İşte bu, sadece zamanla cevap bulacak bir soru.
Direk genel başkan Özgür Özel’den….
CHP'nin İzmir Büyükşehir Belediye Başkan adayı Cemil Tugay ve onun etrafında dönen tartışmalara destek Ankara’dan Genel Başkanı Özgür Özel’den geliyor…
Tugay, Karşıyaka Belediye Başkanlığı döneminden bu yana işçi maaşlarını ödeyememe meselesiyle eleştiriliyor. Bu durum, siyasi kariyerindeki en büyük lekelerden biri olarak kabul ediliyor. Fakat daha ilginç olanı, bu eleştirilere yanıtın CHP Genel Başkanı Özgür Özel'den gelmesi. Dün bir televizyon programında Özel, Tugay'ın Karşıyaka'daki başarısını memnuniyet anketlerine dayanarak savundu. " Tugay, Karşıyaka'yı sevgi seliyle terk etti" demeye getiriyor adeta.
Özgür Bey'in bu kadar yoğun bir şekilde Tugay 'ı savunmasına ne demeli? İzmir gibi kritik bir kentte, genel başkanın adayını bu kadar sahiplenmesi, akıllara "Acaba İzmir'de işler yolunda mı?" sorusunu getiriyor. Yoksa Özgür Bey'in bu tutumu, Tugay'ın seçim kampanyasında bir şeylerin “TERS GİTTİĞİNİN” bir işareti mi?
Bir yandan Tugay 'ın Karşıyaka dönemine yönelik eleştiriler, diğer yandan Özgür Bey'in adeta bir koruyucu melek gibi her fırsatta Tugay’ın savunması... İşin içinde bir tuhaflık yok mu sizce de?
Tugay’ın başarısını memnuniyet anketlerine bağlamak, acaba biraz fazla mı iyimser bir yaklaşım?
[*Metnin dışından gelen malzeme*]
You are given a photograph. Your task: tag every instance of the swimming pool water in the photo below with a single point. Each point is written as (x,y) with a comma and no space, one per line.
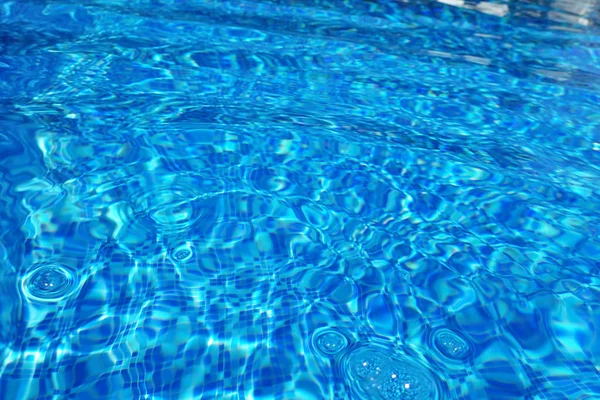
(310,199)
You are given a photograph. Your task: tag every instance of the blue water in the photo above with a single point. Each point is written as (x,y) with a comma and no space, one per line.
(310,199)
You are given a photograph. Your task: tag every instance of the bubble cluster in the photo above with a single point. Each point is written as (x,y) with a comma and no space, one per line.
(182,253)
(330,342)
(48,283)
(451,345)
(376,375)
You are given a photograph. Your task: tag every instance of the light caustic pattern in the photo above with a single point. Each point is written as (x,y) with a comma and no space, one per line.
(299,200)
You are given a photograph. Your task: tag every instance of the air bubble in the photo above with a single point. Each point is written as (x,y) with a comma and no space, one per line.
(373,374)
(330,342)
(451,345)
(48,283)
(182,253)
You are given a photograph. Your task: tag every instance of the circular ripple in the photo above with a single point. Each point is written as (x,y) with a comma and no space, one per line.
(451,345)
(182,253)
(330,342)
(173,204)
(376,375)
(48,283)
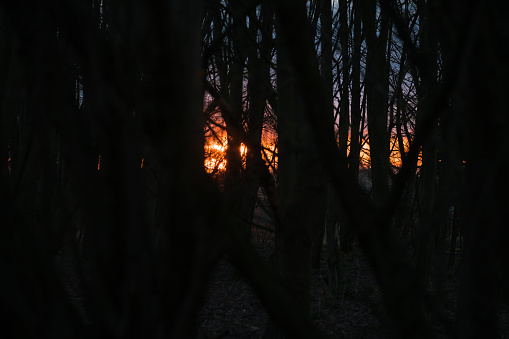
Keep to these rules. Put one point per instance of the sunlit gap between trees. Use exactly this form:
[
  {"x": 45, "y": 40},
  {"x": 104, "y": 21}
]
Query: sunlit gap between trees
[{"x": 216, "y": 144}]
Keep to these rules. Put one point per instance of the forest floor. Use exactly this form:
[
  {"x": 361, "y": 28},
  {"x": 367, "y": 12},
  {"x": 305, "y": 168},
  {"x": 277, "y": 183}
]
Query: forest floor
[{"x": 233, "y": 310}]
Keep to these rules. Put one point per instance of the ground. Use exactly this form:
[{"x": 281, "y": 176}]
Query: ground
[{"x": 232, "y": 309}]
Üstelik İzmir gibi, kendi kendini yönetebilecek kadar bilinçli bir seçmen kitlesine sahip bir şehirde...
Burada esas mesele, bir belediye başkan adayının geçmiş performansının ve gelecekteki vaatlerinin, anketlerle değil, somut başarılarla ve net politikalarla ölçülmesi gerektiği. İzmir, seçimlerine ve adaylarına sahip çıkacak kadar olgun bir demokrasiye sahip. Bu nedenle, seçmenin karşısına çıkan her adayın, geçmişteki hatalarından ders çıkarmış olması ve geleceğe dair net bir vizyon sunması beklenir.
Tugay ve Özgür Bey'in bu dansı, İzmir'in siyasi sahnesindeki birçok karmaşanın sadece bir yansıması… Sonuç olarak, İzmirliler, kentin ruhunu en iyi yansıtacak, sorunlara pratik çözümler sunacak ve şehri daha da ileriye taşıyacak adayı seçmek zorunda. Ve bu seçim, sadece anketlerle değil, adayların vizyonu, geçmiş başarıları ve somut politikalarıyla yapılmalı.
İzmir'in geleceği, seçmenin elinde...
Ve unutmayın, İzmir sadece güneşli günlerde değil, fırtınalı zamanlarda da doğru rotayı bulacak denizcilik bilgisine sahip bir şehir. Tugay ve Özgür Bey, bu fırtınalı siyasi denizde İzmir gemisini güvenli limanlara yanaştırabilecek mi, hep birlikte göreceğiz.
sevgili İzmirliler, sizin elinizde olan bir pusula var.
İzmir'in rotasını çizmek, sizin seçimlerinizle şekillenecek. Ve unutmayın, her seçim bir dönüm noktasıdır.
İzmir nereye?
Sorusunun cevabı, sizin vereceğiniz kararda gizli.